The ballyhooed Bakken Shale has taken on renewed interest for its oil reserves as prices continue to climb, but it also holds a considerable amount of natural gas, which has drawn the attention by a growing number of prospectors.

The “entire play appears largely prospective and hugely economic,” Raymond James & Associates Inc. said in a Stat of the Week Tuesday. Analysts Wayne Andrews, John Freeman and Kristal Choy reported on a field trip to the Bakken that they recently took with Whiting Petroleum Inc.

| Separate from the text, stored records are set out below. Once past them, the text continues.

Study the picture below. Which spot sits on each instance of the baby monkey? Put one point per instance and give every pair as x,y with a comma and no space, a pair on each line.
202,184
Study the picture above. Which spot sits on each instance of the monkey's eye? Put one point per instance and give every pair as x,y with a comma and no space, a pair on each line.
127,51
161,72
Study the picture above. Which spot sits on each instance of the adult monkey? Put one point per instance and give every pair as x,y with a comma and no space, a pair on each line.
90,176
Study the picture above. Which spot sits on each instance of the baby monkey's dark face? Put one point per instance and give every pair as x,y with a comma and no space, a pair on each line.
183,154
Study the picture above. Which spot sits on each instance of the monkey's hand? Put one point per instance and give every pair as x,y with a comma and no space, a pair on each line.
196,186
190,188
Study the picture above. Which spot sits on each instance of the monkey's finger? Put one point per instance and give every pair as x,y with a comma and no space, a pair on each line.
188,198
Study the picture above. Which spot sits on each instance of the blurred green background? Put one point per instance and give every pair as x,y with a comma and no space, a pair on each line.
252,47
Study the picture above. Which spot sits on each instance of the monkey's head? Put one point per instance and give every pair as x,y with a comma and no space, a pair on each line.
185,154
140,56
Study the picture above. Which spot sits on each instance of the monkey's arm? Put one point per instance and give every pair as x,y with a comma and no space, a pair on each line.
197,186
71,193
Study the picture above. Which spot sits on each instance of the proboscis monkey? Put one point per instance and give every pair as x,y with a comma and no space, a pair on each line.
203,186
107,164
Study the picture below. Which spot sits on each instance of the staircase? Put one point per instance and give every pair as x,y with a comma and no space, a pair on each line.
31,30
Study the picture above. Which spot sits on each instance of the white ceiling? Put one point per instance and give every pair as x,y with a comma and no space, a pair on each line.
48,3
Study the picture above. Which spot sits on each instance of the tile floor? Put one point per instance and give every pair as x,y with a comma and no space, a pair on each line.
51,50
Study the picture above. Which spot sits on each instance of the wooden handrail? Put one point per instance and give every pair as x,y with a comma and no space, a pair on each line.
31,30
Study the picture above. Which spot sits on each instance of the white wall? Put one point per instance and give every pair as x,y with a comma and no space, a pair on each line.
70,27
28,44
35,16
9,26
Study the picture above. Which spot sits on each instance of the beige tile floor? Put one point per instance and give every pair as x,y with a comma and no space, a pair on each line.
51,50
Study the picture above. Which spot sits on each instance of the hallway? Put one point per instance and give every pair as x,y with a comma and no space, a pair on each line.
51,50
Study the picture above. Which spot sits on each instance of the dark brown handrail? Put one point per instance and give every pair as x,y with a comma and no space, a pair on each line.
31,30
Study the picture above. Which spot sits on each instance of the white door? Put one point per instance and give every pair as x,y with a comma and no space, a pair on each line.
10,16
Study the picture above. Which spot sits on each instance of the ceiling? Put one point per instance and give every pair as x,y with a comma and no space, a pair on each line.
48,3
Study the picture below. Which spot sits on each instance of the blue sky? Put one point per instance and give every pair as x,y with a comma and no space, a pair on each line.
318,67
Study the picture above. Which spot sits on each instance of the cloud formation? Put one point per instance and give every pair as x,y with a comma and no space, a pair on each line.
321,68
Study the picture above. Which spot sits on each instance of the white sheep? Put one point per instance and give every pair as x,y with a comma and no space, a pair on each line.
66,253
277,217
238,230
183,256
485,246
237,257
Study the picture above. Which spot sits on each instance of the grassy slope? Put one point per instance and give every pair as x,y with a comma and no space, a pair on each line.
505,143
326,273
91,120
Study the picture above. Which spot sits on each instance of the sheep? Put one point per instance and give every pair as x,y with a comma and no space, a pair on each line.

“Whiting’s core area,” they wrote, “the Sanish field, happens to lie at the confluence of three trends that enhance the economics: first, the shale is at the right thermal maturity to be actively generating oil; (2) the Middle Bakken member has a well developed sitstone and sandstone sequence with natural porosity; and (3) the Sanish field is on trend with regional basement faulting, which enhances natural fractures. These qualities have made for wells that have flowed at impressive initial production (IP) rates of 1,000 to 3,000 boe/d, some of the best performing oil wells onshore U.S. In all, we concluded the trip with a better knowledge of geology in the North Dakota Bakken and a significantly enhanced outlook for producers and service providers exposed to the potential from the play.”

The Bakken Shale extends from the east part of Montana through most of North Dakota, crossing the Williston Basin. Operators in the Bakken are finding the most success to date in the Three Forks/Sanish formation (TFS), which is immediately below the lower Bakken. “A few wells have been drilled down to the TFS with some very encouraging flow rates, which may add meaningfully to resource potential from the entire area,” said the Raymond James team. A U.S. Geological Survey (USGS) reevaluated the Bakken three years ago and estimated that it possesses 3-4.3 billion bbl of “undiscovered, technically recoverable” oil and 1.85 Tcf of natural gas. The formation also is estimated to hold 148 million bbl of natural gas liquids.

EOG Resources Inc., which has around 320,000 net acres in the play, was encouraged enough by its initial results in the Bakken to redirect some of its capital to explore for oil in its extensive leasehold this year (see Daily GPI, Feb. 29). Marathon Oil Corp. in April 2006 completed a series of land acquisitions totaling almost 200,000 leasehold acres in the Bakken (see Daily GPI, April 26, 2006).

Whiting has accumulated almost 101,000 net acres in the North Dakota Bakken, with wells generating estimated ultimate recoveries of 400,000-900,000 boe/d, Raymond James noted. Continental Resources is said to hold the largest position in the play, around 350,000 net acres. Continental’s seven-day IP rates have historically averaged 300-500 boe/d, but it is improving well performance with wells at rates now between 600 boe/d and 700 boe/d, said analysts. Brigham Exploration holds 187,000 net acres there; Encore Acquisition has 178,000 net acres. In addition, Questar Corp. has about 60,000 net acres, while Kodiak and Enerplus Resources Fund both hold about 30,000 net acres.

“Needless to say, drilling success — combined with strong crude prices — has spurred an acceleration of activity in the North Dakota Bakken,” said the Raymond James analysts. “Clearly, the North Dakota Bakken has shown indications of becoming one of the largest oil-producing basins in the U.S.”

Williston Basin Interstate Pipeline Co. (WBIP) plans to launch a open season in mid-June for the Bakken Pipeline, a 100-mile pipe that would transport gas from the Bakken Shale to an interconnect with Alliance Pipeline (see Daily GPI, May 21). The proposed 16-inch diameter pipeline would originate at an interconnect with WBIP’s existing system in Mountrail County, ND, and run northeasterly to interconnect with Alliance in Bottineau County, ND. Initial capacity would be 100 MMcf/d with flexibility to expand to 200 MMcf/d. Service could begin in mid-2010.

According to a recent report by the Department of Interior’s Bureau of Land Management (BLM), the Williston Basin contains more than a million acres of federal land that is not accessible or that has restricted access (see Daily GPI, May 22).

The BLM estimated that around 26% (1.4 million acres) of the basin’s federal land is not accessible, and it contains 34% (124.1 million bbls) of the federal oil and 34% (212.7 Bcf) of the federal natural gas in the basin. About 41% (2.1 million acres) of the federal land is accessible with restrictions beyond standard lease terms, which contain 38% (140.6 million bbls) of the federal oil and 27% (165 Bcf) of the federal gas. An estimated 32% (1.7 million acres) of the federal land is accessible under standard lease terms, which contain 28% (102.3 million bbls) of the federal oil and 27% (165.3 Bcf) of the federal gas.